Our captain had a very strong voice and a strong personality; he was an Alawi like most officers. He never sounded unsure of himself or conflicted about what we had to do in Dara’a. While he got his orders from the ameed — the colonel — mostly he had freedom to do anything he wanted in our assigned area: arrests, raids, shootings, destroying buildings.
Our unit was sent to Dara’a after the protests started in March of 2011 and our area was at the center of the problems because it contained the Umari Mosque. There was no base for us in Dara’a so we took over an elementary school and turned it into our base. At the beginning we never worried about being attacked, we just had to deal with protests. We thought we would be there for a few weeks and then things would settle down.
When we arrived in Dara’a we were given strict orders to never speak with civilians there. Not during arrests, not breaking up protests, not on patrols. You would be beaten and sent to jail if you were seen speaking at length with civilians. We were told repeatedly that the protests were instigated by infiltrating foreigners, mostly supported by the U.S. and Western powers to undermine Syria, and that most of the protesters weren’t even Syrian.
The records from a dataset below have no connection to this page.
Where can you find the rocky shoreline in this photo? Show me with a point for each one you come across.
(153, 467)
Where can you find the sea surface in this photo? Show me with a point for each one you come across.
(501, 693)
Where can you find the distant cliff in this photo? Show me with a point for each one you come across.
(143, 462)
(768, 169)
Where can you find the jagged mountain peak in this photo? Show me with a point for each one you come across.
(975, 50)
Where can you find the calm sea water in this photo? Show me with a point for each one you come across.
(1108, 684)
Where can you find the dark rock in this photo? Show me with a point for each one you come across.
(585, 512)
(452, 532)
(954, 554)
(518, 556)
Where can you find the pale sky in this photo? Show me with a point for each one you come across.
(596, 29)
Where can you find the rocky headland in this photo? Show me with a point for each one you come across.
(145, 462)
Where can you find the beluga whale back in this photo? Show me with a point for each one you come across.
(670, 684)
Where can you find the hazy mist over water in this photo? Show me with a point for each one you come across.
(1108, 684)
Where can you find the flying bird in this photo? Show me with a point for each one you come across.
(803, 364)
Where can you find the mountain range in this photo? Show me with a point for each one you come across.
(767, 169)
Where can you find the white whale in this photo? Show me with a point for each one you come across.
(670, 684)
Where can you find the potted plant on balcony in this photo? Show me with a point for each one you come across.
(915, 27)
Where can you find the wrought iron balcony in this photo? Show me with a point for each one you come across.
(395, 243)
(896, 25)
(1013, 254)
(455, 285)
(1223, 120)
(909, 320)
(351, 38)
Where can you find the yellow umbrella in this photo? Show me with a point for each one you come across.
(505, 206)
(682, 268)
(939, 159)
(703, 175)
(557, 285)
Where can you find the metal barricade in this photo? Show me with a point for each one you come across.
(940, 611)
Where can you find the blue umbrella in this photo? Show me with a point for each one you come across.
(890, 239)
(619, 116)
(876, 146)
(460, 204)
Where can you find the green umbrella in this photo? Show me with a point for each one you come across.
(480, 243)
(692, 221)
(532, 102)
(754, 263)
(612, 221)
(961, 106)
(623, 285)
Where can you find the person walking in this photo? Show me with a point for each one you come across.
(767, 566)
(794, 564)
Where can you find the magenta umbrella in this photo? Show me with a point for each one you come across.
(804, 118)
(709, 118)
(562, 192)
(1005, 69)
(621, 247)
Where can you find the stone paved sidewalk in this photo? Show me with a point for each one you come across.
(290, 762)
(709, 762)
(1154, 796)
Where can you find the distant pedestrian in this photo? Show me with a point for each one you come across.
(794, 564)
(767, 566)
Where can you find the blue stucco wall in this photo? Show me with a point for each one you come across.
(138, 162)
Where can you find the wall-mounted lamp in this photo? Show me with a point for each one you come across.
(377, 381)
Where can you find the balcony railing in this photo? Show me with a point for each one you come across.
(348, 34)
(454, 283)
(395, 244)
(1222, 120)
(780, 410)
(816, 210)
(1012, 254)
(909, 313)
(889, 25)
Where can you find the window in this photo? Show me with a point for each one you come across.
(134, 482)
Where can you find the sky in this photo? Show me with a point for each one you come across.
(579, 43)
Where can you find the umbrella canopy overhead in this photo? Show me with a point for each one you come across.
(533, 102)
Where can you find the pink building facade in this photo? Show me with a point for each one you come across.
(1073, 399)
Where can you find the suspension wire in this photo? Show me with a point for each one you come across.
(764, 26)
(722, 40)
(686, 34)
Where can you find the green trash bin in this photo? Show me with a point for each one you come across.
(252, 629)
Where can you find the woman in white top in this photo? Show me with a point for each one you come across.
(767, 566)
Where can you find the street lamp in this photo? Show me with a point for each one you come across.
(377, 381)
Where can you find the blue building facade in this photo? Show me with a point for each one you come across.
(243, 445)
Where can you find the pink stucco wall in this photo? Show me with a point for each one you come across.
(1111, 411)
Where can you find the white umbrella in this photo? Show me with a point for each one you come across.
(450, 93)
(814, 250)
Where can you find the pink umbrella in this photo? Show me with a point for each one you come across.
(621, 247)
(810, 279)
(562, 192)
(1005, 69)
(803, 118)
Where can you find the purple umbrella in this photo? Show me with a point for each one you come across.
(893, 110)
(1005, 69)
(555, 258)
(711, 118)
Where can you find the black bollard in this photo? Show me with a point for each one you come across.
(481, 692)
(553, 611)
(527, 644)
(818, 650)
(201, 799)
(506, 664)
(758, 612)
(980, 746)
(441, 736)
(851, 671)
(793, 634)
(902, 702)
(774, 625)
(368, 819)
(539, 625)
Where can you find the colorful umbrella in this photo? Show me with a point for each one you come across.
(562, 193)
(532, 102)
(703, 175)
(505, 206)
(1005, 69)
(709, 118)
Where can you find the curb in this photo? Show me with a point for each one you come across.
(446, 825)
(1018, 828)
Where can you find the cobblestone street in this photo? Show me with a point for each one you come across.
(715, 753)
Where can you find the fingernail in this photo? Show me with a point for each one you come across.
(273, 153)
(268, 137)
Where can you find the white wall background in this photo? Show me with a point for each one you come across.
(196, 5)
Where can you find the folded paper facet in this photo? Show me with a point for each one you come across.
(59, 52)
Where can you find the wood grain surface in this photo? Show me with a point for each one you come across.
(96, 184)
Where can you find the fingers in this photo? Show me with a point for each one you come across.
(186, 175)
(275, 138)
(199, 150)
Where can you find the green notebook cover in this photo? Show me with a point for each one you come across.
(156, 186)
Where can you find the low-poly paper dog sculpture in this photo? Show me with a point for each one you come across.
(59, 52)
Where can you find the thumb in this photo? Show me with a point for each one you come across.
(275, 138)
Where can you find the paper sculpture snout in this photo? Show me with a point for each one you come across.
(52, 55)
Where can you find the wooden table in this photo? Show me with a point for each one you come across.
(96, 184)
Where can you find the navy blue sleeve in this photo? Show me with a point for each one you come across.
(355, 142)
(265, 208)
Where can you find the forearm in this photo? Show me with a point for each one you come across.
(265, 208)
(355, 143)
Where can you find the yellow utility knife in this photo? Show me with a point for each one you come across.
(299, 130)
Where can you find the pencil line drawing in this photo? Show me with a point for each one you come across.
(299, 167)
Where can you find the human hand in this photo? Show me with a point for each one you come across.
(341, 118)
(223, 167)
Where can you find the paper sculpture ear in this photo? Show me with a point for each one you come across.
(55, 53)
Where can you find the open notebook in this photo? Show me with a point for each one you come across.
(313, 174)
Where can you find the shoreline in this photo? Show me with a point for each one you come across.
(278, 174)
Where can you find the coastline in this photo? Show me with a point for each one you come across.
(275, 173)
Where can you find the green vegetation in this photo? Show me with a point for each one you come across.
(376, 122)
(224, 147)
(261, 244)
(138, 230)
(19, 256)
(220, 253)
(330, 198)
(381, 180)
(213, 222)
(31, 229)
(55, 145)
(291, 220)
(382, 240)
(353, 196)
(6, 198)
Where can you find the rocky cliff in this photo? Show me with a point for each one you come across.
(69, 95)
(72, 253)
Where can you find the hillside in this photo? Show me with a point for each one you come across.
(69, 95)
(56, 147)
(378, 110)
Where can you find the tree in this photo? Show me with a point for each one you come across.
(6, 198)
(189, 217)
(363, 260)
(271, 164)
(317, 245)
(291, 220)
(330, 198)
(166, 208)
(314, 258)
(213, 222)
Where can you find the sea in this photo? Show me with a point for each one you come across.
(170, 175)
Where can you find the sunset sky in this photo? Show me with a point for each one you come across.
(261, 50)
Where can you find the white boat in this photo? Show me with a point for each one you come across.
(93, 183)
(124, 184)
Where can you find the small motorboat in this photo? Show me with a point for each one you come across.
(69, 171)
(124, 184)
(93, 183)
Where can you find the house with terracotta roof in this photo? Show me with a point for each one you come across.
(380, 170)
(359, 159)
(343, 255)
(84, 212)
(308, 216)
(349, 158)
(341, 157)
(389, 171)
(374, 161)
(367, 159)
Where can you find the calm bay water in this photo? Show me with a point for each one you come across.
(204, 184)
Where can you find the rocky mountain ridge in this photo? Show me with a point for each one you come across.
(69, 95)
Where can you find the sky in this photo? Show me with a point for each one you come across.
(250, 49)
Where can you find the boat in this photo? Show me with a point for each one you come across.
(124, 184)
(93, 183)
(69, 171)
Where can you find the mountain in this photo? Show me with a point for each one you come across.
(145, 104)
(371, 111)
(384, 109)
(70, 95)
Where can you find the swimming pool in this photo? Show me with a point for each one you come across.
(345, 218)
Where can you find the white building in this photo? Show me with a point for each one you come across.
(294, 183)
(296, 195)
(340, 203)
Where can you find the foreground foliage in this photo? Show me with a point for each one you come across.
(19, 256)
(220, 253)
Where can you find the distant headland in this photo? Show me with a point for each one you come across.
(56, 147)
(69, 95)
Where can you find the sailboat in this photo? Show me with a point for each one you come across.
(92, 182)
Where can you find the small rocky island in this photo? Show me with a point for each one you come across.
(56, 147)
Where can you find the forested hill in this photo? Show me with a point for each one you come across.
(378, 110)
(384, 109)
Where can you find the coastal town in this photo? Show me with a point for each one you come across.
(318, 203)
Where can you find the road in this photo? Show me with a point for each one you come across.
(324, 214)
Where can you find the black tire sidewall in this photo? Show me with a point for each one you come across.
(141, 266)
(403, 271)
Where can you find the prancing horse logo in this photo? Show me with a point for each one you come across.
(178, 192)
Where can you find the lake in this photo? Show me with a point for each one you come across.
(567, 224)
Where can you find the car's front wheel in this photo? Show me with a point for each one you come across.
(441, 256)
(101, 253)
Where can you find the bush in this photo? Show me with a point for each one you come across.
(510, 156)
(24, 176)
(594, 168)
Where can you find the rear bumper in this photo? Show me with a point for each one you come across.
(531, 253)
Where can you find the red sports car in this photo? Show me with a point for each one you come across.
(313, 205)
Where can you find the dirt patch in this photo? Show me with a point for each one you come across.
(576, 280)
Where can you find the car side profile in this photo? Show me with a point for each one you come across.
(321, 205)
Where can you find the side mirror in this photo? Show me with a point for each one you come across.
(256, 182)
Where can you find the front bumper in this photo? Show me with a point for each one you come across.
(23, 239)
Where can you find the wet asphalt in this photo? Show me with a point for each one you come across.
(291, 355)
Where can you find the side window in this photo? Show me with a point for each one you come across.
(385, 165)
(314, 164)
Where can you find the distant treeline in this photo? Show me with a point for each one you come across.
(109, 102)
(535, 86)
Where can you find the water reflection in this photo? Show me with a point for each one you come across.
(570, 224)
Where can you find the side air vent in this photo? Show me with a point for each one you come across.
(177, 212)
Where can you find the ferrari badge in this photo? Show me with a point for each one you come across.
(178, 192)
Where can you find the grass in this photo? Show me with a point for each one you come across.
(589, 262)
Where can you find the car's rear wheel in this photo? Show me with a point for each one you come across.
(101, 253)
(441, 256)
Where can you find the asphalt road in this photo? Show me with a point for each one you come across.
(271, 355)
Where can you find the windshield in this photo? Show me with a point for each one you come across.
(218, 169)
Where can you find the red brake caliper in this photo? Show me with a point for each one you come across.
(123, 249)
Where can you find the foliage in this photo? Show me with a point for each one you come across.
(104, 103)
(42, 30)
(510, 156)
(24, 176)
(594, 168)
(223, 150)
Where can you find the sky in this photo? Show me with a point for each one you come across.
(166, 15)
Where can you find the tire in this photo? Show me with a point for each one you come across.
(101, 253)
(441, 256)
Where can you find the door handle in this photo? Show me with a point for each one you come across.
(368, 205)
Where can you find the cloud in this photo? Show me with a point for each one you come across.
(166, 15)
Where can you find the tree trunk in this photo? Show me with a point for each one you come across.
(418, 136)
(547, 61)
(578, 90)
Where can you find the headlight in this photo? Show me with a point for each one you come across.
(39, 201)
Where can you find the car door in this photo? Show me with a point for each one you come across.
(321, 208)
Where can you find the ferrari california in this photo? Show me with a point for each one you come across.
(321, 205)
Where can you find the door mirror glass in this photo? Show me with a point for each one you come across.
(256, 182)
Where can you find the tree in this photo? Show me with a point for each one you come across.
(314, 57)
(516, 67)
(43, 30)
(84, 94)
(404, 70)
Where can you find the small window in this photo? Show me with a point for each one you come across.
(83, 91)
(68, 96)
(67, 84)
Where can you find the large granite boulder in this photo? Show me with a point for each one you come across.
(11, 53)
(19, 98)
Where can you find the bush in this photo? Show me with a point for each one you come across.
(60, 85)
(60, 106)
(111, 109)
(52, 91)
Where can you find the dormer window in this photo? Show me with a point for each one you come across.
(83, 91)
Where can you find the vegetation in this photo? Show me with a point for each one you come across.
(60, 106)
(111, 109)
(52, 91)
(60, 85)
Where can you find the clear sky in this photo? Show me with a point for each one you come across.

We were told they were Iranians, Afghanis, Americans, and Pakistanis forming these groups. As time went by it was obvious this wasn’t true and much of it didn’t make sense, but you couldn’t speak openly about it. At first, most of us just accepted that foreigners were behind it all.
In the beginning we were strictly prohibited from shooting at the protesters and the officers were very careful to avoid confrontation. At first we would just show up and surround the protests and hope that the show of force would convince them to disperse. Almost all of the protests started after Friday prayer at the mosques, because that is when all the men in the area gather together. We came to expect that every Friday we would have to break up a protest, but they grew larger and larger. When they became too large for us to arrest and disperse we began firing over the crowd or at unoccupied buildings nearby. When this didn’t work, my captain ordered me to fire a tank shell into a building near the protesters, but we didn’t kill anyone until later in April.
We heard that protesters had been tearing up posters of Assad, I don’t know where, and the colonel flew into a rage. I remember the protest that Friday outside the Umari mosque and at first we fired over the heads of the protesters. Then the colonel arrived at our position and told the captain to have us shoot into the crowd. The captain gave the order and he was the first one to shoot at them with his rifle. It wasn’t a free for all, but my soldiers all shot a burst or two into the crowd and everyone ran. Some shot more than others.
I remember it was a warm and mild day, sunny and clear. Within 10 minutes of the shooting starting, the streets were empty. After a while, people carefully came up to drag the bodies out of the street. I remember seeing the bodies lying in the street. Our chain of command told us that the eight we had killed in the protest had all been foreigners. None of us had hesitated to shoot, because we all believed it. We only realized over time.